Comme la foule est grande aux pièces de Monsieur de Molière, et que c’est un témoignage de leur mérite, l’Observateur, qui voit bien que cela suffit pour le faire condamner et qui combat autant qu’il peut ce qui nuit {p. 54}à son dessein, dit que la curiosité y attire des gens de toutes parts, mais que les gens de bien les regardent comme des prodiges et s’y arrêtent comme aux éclipses et aux comètes. Ce raisonnement se détruit assez de soi-même, et l’on voit bien que c’est chercher de fausses couleurs pour déguiser la vérité. Molière n’a fait que deux pièces que les tartufes reprennent, dont l’une n’a pas été jouée. Cependant nous avons également vu du monde à douze ou treize de ses pièces ; il faut bien que le mérite l’y attire et l’on doit être persuadé que toute la France a plus de lumières que l’auteur des Observations du Festin de Pierre. Si l’on regardait ses pièces comme des éclipses et des {p. 55}comètes, on n’irait pas si souvent : il y a longtemps que l’on ne court plus aux éclipses, on se lasse même des comètes quand elles paraissent trop souvent. L'expérience en fait foi : nous en avons depuis peu vu deux de suite à Paris, et, bien que la dernière fût plus considérable que l’autre, elle n’a trouvé, parmi la grande foule du peuple, que fort peu de gens qui se soient voulu donner la peine de la regarder. Il n’en est pas arrivé de même aux pièces de Molière, puisque l’on les a toutes été voir avec le même empressement.

J'oubliais qu’il rapporte quelques exemples des anciens comédiens, mais il n’étale pas leurs ouvrages comme il a fait ceux de Molière. Sa malice est affectée, {p. 56}et il semble, à l’entendre dire, qu’ils n’aient été condamnés que pour des bagatelles. Cependant, s’il faisait une peinture de leurs crimes, vous verriez que les empereurs les ont punis de même que le roi a récompensé Molière de son mérite. Il parle encore d’un philosophe qui se vantait que personne ne sortait chaste de sa leçon ; jugez de son crime par son insolence à le publier et si nous ne punirions pas plus rigoureusement que ceux qu’il nous cite un coupable qui se vanterait d’un tel crime. Ces exemples sont bons pour surprendre les ignorants, mais ils ne servent qu’à justifier Molière dans l’esprit des personnes raisonnables.

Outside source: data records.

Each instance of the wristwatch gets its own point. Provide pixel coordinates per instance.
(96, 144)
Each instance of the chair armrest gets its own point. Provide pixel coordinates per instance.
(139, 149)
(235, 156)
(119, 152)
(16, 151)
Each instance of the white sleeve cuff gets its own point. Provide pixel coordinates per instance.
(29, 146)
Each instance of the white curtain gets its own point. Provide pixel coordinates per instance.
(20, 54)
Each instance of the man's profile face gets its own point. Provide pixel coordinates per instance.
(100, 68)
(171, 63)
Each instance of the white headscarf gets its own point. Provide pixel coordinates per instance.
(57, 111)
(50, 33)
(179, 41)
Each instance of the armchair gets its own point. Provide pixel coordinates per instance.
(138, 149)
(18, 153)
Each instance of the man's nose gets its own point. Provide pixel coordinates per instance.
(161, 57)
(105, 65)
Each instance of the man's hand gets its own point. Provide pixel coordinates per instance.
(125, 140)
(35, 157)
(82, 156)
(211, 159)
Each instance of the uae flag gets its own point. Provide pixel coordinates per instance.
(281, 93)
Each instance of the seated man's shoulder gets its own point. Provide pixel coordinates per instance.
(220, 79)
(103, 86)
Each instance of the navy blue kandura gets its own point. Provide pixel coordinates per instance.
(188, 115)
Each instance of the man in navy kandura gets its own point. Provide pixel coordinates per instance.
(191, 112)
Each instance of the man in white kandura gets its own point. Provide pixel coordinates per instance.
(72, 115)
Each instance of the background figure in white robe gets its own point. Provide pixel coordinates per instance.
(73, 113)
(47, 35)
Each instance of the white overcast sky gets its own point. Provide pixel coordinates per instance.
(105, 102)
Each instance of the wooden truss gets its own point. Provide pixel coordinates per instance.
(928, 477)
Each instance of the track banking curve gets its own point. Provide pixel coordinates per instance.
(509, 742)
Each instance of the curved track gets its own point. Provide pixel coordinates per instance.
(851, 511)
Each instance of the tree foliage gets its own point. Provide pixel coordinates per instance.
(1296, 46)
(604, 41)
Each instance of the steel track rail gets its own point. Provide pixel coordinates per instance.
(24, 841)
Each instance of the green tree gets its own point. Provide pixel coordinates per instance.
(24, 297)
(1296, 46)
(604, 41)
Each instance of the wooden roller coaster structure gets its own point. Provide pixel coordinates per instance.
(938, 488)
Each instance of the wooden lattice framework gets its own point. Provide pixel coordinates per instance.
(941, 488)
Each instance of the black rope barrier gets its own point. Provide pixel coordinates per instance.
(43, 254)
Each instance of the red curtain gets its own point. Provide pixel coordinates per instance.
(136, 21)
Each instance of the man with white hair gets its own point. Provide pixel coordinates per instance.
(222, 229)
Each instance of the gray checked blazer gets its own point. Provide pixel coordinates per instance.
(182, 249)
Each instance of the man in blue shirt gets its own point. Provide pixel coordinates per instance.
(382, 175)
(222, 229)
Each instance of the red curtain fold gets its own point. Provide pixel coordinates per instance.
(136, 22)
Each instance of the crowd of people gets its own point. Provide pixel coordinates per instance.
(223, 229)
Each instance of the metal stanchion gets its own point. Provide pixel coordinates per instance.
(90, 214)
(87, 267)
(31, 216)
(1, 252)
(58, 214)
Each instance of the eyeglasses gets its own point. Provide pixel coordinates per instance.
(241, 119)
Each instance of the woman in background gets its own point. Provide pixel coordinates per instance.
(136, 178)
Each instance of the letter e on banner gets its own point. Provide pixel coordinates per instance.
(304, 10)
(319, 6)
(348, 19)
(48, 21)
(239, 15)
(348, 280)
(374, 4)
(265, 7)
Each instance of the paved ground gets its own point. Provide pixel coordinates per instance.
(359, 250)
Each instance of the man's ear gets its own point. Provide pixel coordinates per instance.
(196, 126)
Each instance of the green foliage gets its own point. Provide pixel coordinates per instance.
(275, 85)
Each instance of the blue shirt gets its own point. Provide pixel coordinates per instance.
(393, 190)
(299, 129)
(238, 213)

Je dois, Monsieur, vous avertir, {p. 57}en finissant, de songer sérieusement à vous. La pièce de Molière va causer des désordres épouvantables, et le zélé réformateur des ouvrages de théâtre, le bras droit des tartufes, l’observateur enfin qui a écrit contre lui, parle à la fin de son ouvrage comme un désespéré qui se prend à tout. Il menace les trônes des rois, il nous menace de déluges, de peste, de famine, et si ce prophète dit vrai, je crois que l’on verra bientôt finir le monde. Si j’ose toutefois vous dire ma pensée, je crois que Dieu doit bien punir d’autres crimes avant que nous faire payer la peine de ceux qui se sont glissés dans les comédies, en cas qu’il y en ait. C'est une vengeance que les hypocrites et ceux qui accusent leur prochain ne verront jamais, puisque, leurs crimes étant infiniment plus grands que ceux-là, ils doivent les premiers sentir les effets de la colère d’un dieu vengeur.